A loucura das armas

picture.aspx Desde a bomba atômica, armas me angustiam. Odeio-as. Depois de Hiroshima, o mundo parou ao anúncio da bomba sobre Nagazaki. Era a tragédia anunciada. Nunca mais esqueci: foi em 1945, 8 de agosto, e eu mal acabara de completar cinco anos. Quase à frente da minha casa, na rua São José, ficava o principal cinema da cidade, o Broadway. E, naquele anoitecer, não entendi pessoas indo serenamente ao cinema quando se aguardava o fim do mundo. Tive medo do horror, da bomba, da morte brutal, do assassínio. E fui apresentado, pela primeira vez, à estupidez humana.

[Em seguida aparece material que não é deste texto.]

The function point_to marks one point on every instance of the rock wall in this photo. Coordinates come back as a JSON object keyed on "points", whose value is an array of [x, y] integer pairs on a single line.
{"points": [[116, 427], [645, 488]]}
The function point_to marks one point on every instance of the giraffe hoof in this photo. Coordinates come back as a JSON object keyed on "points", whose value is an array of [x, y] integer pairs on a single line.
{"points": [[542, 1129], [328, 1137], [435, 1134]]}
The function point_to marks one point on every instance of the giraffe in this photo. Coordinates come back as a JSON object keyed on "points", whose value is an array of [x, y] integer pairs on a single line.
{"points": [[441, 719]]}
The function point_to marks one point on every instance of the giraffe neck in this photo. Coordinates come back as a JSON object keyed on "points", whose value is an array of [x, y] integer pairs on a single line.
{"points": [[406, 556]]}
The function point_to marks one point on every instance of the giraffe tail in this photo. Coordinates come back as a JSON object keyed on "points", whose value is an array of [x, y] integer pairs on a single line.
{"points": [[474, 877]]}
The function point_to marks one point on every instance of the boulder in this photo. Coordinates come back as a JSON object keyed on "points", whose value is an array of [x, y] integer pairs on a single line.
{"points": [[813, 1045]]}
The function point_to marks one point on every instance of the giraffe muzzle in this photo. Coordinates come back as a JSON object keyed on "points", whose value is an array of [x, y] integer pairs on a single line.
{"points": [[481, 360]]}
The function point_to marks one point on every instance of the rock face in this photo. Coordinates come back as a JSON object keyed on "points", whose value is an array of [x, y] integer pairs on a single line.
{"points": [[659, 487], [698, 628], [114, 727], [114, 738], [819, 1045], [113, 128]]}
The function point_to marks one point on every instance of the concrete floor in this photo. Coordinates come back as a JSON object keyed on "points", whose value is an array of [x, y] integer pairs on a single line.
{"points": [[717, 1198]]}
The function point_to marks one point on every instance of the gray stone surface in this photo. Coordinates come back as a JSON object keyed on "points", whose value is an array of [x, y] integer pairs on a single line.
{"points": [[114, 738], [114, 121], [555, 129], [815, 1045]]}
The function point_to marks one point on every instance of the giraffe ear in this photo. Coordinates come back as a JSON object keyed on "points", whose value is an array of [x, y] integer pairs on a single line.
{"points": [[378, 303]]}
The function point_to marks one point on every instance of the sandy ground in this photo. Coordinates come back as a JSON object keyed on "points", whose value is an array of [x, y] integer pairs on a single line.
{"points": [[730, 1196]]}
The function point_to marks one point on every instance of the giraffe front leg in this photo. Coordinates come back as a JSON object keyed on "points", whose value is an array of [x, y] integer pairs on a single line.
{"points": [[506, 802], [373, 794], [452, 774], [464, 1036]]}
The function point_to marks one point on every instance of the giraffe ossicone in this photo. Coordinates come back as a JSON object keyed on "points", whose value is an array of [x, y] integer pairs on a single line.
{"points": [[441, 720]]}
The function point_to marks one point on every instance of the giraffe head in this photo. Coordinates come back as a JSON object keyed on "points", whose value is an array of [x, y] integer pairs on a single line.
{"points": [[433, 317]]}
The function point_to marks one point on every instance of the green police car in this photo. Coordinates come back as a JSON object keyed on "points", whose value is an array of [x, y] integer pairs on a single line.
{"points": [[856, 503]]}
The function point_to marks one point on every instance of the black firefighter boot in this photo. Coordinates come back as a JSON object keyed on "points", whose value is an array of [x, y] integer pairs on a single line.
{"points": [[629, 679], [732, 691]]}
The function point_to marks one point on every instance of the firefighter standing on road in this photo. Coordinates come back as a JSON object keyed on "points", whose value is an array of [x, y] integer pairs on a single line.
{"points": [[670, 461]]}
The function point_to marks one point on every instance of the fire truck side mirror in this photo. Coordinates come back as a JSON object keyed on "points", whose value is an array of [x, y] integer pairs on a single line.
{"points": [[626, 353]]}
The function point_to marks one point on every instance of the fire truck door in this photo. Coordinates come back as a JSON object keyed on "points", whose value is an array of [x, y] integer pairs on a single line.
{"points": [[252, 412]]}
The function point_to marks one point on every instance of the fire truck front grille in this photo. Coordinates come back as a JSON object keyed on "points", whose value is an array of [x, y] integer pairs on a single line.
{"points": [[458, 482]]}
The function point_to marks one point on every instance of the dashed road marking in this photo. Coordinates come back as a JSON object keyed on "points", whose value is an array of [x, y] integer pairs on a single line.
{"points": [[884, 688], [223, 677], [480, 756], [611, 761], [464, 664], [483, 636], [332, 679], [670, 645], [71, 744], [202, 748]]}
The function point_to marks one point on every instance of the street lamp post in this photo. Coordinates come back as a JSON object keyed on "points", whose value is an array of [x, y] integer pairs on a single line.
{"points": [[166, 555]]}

Armas dizem-me, pois, de tragédias. Meninos morrem por, querendo “brincar de dar tiros”, usam revólveres dos adultos. Com exceção de arco e flecha, tacape, bodurna, estilingue, bodoque, armas deveriam ser proibidas. Povos ditos primitivos, prefiro-os com suas armas precárias a civilizados com suas armas sofisticadas. Havia mais decência em duelos entre cavalheiros, em guerras campais, do que nas guerras civis das cidades. Armar-se porque bandidos usam armas é, de certa forma, o mesmo raciocínio que tenta justificar a desonestidade do cidadão por haver governantes desonestos.

Odeio armas. Pois, insisto: elas me lembram tragédias. Na infância, um ladrão entrou na casa de um amiguinho meu. Na madrugada e ouvindo barulho, o pai do menino tomou do revólver, saiu pelo corredor que levava ao quintal. No mesmo momento, a mãe de meu amiguinho, preocupada, foi em direção ao quarto das crianças. No escuro, o homem viu o vulto, pensou fosse o ladrão, atirou. Atingiu a mulher no coração. Ela morreu. A família destruiu-se. E, na distante década de 1950, já se discutia a absurdidade de as pessoas terem armas em casa.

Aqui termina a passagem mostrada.